As the series progresses, Regalia teeters on the edge of a great war, the greatest, perhaps, that they have ever faced, and Gregor may be the only one who can ensure their victory. With the help of the young Queen Luxa, several valiant bats, a loyal cockroach, and many more besides, Gregor must, among other things, battle sea-serpents, survive an avalanche, and face the largest and most lethal rat of all as the stakes rise from getting back home to saving all that he holds dear.
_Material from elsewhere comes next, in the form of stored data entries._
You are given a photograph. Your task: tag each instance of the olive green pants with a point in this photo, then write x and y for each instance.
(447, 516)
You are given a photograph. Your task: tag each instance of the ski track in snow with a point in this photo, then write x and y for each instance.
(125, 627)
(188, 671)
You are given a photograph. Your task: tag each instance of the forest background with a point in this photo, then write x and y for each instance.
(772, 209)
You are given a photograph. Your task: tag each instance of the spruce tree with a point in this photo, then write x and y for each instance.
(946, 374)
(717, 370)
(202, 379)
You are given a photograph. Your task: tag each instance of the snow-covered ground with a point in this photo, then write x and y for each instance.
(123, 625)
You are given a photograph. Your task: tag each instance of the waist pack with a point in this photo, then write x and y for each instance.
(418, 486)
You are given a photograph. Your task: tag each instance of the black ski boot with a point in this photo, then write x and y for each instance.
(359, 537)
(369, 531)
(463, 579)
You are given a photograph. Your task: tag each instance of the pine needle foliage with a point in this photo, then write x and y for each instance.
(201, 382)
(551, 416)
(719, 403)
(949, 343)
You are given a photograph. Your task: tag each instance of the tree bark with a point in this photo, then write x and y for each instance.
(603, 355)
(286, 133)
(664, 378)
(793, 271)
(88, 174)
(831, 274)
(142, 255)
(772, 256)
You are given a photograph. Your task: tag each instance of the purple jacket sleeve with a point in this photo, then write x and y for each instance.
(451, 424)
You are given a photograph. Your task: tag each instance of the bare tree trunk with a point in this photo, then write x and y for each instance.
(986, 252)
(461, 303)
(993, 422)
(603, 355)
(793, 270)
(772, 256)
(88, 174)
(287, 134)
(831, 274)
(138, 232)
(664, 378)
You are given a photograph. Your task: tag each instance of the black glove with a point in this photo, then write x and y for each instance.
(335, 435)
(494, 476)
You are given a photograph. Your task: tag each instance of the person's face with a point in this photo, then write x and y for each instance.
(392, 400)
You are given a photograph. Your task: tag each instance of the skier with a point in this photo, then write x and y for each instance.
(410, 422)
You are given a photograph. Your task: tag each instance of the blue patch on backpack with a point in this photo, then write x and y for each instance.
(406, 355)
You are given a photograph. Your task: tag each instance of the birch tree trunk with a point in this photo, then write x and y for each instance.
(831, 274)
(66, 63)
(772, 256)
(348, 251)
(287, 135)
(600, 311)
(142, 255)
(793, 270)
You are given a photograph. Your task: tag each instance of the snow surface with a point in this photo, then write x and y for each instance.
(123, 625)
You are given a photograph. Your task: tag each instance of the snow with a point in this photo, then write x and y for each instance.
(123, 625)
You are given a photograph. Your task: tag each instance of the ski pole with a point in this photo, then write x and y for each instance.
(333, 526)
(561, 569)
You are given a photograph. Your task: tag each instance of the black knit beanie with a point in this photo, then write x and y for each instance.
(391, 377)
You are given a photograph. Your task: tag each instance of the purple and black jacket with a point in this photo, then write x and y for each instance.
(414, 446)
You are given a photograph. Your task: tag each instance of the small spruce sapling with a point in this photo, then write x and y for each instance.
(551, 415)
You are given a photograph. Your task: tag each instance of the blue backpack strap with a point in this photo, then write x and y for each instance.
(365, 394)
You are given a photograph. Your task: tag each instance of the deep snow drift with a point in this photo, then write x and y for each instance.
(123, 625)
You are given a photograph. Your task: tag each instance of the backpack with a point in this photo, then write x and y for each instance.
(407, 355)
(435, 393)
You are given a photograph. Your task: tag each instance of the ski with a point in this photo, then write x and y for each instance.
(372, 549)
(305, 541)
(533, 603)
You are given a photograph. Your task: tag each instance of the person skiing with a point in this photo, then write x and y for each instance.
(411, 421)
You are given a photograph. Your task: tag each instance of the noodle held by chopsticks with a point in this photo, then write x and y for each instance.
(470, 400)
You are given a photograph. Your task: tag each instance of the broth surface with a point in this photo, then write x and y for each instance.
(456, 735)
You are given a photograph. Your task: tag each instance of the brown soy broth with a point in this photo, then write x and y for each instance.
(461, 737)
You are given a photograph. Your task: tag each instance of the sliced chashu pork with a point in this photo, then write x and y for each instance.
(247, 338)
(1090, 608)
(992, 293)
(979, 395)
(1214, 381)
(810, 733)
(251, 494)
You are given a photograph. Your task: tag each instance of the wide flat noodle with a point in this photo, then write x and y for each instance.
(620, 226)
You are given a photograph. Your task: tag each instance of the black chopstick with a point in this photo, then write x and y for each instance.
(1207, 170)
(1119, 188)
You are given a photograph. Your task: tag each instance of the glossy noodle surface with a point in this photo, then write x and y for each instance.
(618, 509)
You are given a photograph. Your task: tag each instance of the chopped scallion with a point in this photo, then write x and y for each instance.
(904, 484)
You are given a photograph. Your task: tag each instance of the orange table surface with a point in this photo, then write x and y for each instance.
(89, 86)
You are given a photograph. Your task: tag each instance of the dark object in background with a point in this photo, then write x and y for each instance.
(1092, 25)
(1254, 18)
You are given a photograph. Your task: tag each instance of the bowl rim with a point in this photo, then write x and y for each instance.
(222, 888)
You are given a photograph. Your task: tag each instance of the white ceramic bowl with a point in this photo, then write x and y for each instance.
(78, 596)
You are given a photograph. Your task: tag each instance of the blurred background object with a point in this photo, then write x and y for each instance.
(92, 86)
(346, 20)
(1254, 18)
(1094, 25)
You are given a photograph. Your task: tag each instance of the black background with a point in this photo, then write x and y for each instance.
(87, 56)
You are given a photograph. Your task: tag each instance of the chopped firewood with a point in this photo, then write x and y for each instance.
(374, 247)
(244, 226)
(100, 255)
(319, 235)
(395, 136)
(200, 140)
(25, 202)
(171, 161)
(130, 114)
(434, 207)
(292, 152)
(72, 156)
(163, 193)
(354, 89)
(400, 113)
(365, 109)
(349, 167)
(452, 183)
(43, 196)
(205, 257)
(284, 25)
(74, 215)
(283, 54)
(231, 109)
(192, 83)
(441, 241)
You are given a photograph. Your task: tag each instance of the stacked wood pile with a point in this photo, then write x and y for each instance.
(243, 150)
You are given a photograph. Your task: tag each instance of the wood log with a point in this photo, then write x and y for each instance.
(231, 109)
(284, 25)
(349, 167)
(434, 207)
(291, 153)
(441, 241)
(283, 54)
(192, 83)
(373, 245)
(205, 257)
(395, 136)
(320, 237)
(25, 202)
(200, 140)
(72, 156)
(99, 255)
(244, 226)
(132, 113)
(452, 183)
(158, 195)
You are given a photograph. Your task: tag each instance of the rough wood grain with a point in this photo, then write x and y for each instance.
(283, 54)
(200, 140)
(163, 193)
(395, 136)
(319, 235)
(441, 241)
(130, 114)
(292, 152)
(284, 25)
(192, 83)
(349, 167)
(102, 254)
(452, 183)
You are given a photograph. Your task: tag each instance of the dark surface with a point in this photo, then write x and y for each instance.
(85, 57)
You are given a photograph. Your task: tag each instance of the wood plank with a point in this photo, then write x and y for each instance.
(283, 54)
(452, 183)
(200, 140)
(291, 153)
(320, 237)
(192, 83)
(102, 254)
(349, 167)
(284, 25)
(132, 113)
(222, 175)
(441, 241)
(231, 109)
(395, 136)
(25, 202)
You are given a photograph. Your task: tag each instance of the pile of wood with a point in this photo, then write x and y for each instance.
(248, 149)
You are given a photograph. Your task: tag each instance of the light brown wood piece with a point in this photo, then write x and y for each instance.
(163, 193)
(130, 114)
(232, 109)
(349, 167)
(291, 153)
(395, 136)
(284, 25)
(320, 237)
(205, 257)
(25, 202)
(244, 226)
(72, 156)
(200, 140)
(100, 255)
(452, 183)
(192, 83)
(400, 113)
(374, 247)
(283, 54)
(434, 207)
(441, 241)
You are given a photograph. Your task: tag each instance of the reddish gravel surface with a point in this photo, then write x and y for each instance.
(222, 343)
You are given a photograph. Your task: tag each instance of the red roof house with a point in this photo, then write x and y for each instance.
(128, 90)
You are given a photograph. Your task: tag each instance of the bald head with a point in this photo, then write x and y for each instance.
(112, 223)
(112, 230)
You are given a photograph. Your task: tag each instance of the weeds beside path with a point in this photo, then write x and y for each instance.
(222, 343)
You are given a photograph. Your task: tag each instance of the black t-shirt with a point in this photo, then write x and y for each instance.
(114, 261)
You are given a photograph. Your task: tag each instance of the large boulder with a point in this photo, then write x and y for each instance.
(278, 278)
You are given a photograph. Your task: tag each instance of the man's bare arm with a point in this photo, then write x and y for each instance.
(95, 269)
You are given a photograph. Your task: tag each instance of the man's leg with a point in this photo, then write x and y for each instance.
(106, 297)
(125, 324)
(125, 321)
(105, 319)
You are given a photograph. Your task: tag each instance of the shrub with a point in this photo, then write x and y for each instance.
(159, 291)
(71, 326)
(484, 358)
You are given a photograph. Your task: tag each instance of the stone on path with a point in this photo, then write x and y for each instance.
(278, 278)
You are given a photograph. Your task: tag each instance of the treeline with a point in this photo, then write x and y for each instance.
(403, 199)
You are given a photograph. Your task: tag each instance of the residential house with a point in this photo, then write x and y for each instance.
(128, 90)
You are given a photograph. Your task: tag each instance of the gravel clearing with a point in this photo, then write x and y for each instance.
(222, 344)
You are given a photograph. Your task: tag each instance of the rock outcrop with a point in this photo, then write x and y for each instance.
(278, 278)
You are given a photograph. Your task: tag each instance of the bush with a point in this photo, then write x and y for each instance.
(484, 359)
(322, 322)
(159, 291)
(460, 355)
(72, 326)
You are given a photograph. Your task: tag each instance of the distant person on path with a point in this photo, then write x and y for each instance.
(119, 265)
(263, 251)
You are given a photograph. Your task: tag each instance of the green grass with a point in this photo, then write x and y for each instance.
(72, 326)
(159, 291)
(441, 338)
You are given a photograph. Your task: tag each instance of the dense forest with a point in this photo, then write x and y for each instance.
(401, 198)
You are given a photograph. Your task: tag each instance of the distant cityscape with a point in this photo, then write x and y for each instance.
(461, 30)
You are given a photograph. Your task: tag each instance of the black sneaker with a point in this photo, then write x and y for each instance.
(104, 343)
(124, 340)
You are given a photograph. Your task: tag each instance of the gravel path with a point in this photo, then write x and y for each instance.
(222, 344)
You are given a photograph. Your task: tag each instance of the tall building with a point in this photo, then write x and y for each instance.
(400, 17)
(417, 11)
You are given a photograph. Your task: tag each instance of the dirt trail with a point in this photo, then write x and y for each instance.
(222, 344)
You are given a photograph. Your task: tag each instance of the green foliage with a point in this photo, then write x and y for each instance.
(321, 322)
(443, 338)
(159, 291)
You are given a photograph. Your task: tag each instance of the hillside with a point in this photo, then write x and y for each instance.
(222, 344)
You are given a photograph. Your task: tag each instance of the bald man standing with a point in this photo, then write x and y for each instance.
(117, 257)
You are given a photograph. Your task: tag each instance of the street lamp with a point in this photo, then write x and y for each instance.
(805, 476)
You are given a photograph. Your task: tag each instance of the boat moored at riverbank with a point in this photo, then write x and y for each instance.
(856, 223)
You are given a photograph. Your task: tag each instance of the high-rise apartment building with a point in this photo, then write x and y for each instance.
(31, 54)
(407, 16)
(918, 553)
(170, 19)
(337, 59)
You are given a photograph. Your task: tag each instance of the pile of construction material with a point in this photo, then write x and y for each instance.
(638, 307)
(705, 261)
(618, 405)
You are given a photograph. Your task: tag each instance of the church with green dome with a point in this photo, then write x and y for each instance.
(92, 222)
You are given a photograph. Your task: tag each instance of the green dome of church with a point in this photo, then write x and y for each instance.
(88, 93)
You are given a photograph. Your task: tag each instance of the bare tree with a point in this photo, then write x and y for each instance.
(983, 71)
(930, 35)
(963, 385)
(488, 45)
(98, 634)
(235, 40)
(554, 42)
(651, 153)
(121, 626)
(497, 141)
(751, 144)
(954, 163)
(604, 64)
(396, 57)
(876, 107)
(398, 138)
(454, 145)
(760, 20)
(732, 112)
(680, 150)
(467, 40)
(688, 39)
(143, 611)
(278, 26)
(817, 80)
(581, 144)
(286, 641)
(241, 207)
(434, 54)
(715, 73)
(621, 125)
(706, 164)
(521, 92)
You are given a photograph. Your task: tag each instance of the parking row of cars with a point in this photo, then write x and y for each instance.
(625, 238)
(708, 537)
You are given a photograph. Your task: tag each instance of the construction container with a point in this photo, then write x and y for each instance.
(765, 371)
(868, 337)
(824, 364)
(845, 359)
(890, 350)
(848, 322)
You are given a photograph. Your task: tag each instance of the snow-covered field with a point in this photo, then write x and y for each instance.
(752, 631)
First of all, I would just like to say that you should not be put off by the giant spiders, rats, cockroaches, etc. While I don’t mind some of those creatures, I’m not entirely sure that my reaction to seeing a six-foot-rat would be terribly chivalrous. However, the series is brilliantly written, and despite my lack of enthusiasm for giant (or normal sized) cockroaches, I couldn’t put the books down. The characters felt real, and Gregor in particular was very relatable to. I’m about Gregor’s age, and I can say that his thoughts, mistakes, and general reaction to the Underland was very believable.
The Underland Chronicles do get dark in places, and there is some violence, so I would probably recommend them to ages ten and up. One thing that made a big difference to me, though, was that although there is some violence and battle scenes, Gregor really doesn’t believe in war, and sees it not as an unfortunate necessity, but as something that must be stopped. Also, none of the characters were evil death machines—they all had stories, and as a reader you could understand what made them what they were, even if you didn’t like them. I would recommend the Underland Chronicles to anyone looking for an engrossing, exiting, and impossible-to-put-down series.
Note: In September 2016, I reviewed Gregor the Overlander, the first book in the Underland Chronicles. However, as our book reviews became more sophisticated , and I decided to update the review on what is still one of our favorite books!